Fiscalité foncière et environnement

La loi de finances pour 2024 introduit plusieurs innovations en matière de fiscalité foncière. Les communes peuvent désormais moduler la taxe foncière en fonction de critères environnementaux, avec une majoration possible pour les terrains constructibles laissés en friche et une exonération pour les parcelles faisant l’objet d’une gestion écologique certifiée. Cette évolution constitue une reconnaissance du rôle du levier fiscal dans la transition écologique.

Le financement de l’aménagement connaît également une refonte avec la création de la taxe d’aménagement différenciée, introduite par le décret n°2023-1397 du 31 décembre 2023. Ce dispositif permet aux communes de moduler le taux de la taxe en fonction de la localisation des projets, favorisant ainsi la densification des zones déjà urbanisées par rapport aux extensions urbaines consommatrices d’espace.

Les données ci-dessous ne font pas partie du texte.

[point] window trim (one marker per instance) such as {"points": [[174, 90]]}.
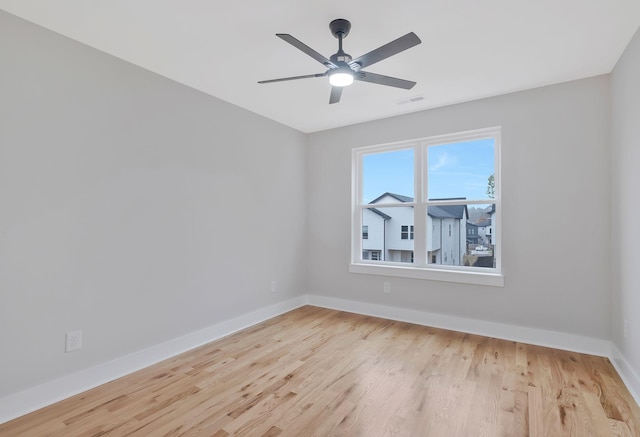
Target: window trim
{"points": [[422, 269]]}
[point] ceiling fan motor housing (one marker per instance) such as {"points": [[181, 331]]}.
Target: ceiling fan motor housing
{"points": [[340, 26]]}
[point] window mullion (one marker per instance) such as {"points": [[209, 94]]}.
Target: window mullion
{"points": [[419, 210]]}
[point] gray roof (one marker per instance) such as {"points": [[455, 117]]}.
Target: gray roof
{"points": [[398, 197], [380, 213], [439, 211], [448, 211]]}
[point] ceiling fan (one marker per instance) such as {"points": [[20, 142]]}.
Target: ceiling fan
{"points": [[343, 70]]}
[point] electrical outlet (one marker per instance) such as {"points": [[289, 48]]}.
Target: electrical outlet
{"points": [[74, 341], [625, 329]]}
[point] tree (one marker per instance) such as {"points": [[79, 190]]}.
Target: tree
{"points": [[491, 187]]}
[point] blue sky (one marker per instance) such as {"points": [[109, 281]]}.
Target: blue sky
{"points": [[455, 170]]}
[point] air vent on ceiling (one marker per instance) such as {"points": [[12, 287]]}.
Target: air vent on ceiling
{"points": [[414, 99]]}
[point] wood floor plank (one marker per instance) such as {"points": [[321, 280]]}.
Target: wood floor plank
{"points": [[321, 372]]}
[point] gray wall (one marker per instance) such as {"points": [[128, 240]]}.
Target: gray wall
{"points": [[625, 175], [556, 188], [133, 208]]}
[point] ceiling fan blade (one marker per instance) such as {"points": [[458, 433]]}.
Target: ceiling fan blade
{"points": [[293, 78], [305, 48], [384, 80], [336, 92], [394, 47]]}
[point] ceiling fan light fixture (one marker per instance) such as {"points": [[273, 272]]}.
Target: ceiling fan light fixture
{"points": [[341, 77]]}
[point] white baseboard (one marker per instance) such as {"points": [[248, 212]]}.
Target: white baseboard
{"points": [[626, 372], [540, 337], [34, 398]]}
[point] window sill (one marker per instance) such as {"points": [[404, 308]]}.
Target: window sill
{"points": [[463, 277]]}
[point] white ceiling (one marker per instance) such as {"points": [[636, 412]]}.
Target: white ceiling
{"points": [[470, 48]]}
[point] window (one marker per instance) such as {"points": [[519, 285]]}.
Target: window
{"points": [[436, 190], [406, 232]]}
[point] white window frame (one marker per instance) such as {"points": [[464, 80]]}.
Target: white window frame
{"points": [[421, 269]]}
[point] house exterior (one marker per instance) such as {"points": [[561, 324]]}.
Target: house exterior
{"points": [[472, 233], [388, 231], [484, 232]]}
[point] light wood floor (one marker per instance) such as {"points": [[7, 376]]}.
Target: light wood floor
{"points": [[321, 372]]}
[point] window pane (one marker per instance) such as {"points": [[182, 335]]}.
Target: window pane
{"points": [[389, 173], [461, 235], [461, 170], [389, 236]]}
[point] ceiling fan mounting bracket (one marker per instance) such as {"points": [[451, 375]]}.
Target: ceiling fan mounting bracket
{"points": [[340, 26]]}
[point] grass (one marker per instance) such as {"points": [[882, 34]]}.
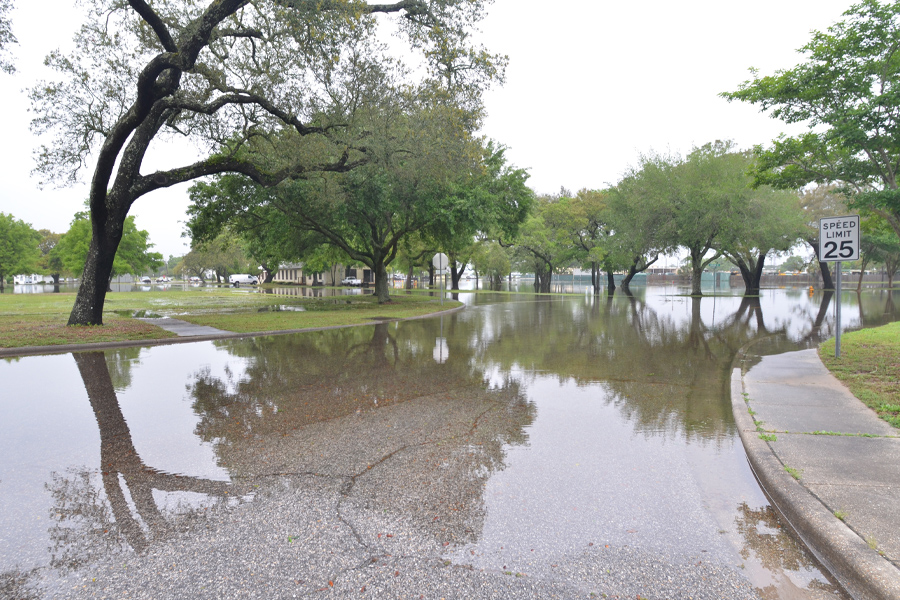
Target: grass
{"points": [[870, 367], [40, 319]]}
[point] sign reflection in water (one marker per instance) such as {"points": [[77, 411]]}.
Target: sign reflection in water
{"points": [[607, 418]]}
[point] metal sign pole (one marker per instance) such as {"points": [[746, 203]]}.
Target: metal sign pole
{"points": [[837, 309]]}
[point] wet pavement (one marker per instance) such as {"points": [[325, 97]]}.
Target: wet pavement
{"points": [[522, 448], [830, 465]]}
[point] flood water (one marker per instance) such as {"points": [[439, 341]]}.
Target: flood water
{"points": [[579, 443]]}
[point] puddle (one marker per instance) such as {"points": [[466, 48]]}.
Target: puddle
{"points": [[545, 432]]}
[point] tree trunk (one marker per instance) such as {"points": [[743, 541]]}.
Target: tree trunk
{"points": [[455, 274], [626, 281], [382, 290], [751, 274], [696, 275], [88, 308], [595, 276]]}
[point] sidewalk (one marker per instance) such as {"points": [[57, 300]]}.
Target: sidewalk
{"points": [[844, 459]]}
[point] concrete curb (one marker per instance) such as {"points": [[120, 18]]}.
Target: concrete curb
{"points": [[66, 348], [861, 571]]}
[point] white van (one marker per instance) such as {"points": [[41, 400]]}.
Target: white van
{"points": [[240, 278]]}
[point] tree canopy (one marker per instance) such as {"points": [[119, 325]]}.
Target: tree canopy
{"points": [[847, 91], [6, 37], [224, 73]]}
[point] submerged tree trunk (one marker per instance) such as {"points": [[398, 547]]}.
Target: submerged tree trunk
{"points": [[751, 274], [455, 274], [97, 273]]}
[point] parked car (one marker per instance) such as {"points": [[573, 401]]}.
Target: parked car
{"points": [[240, 278]]}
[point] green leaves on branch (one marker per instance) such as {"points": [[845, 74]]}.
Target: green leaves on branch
{"points": [[847, 91]]}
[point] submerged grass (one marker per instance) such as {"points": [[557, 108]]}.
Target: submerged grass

Ces transformations du droit foncier, moins médiatisées que d’autres évolutions du droit de l’urbanisme, n’en constituent pas moins une révolution silencieuse. Elles consacrent l’émergence d’une nouvelle conception de la propriété foncière, davantage orientée vers sa fonction écologique et sociale que vers sa seule dimension économique. Cette évolution reflète une prise de conscience collective des enjeux environnementaux et de la nécessité de repenser notre rapport au sol.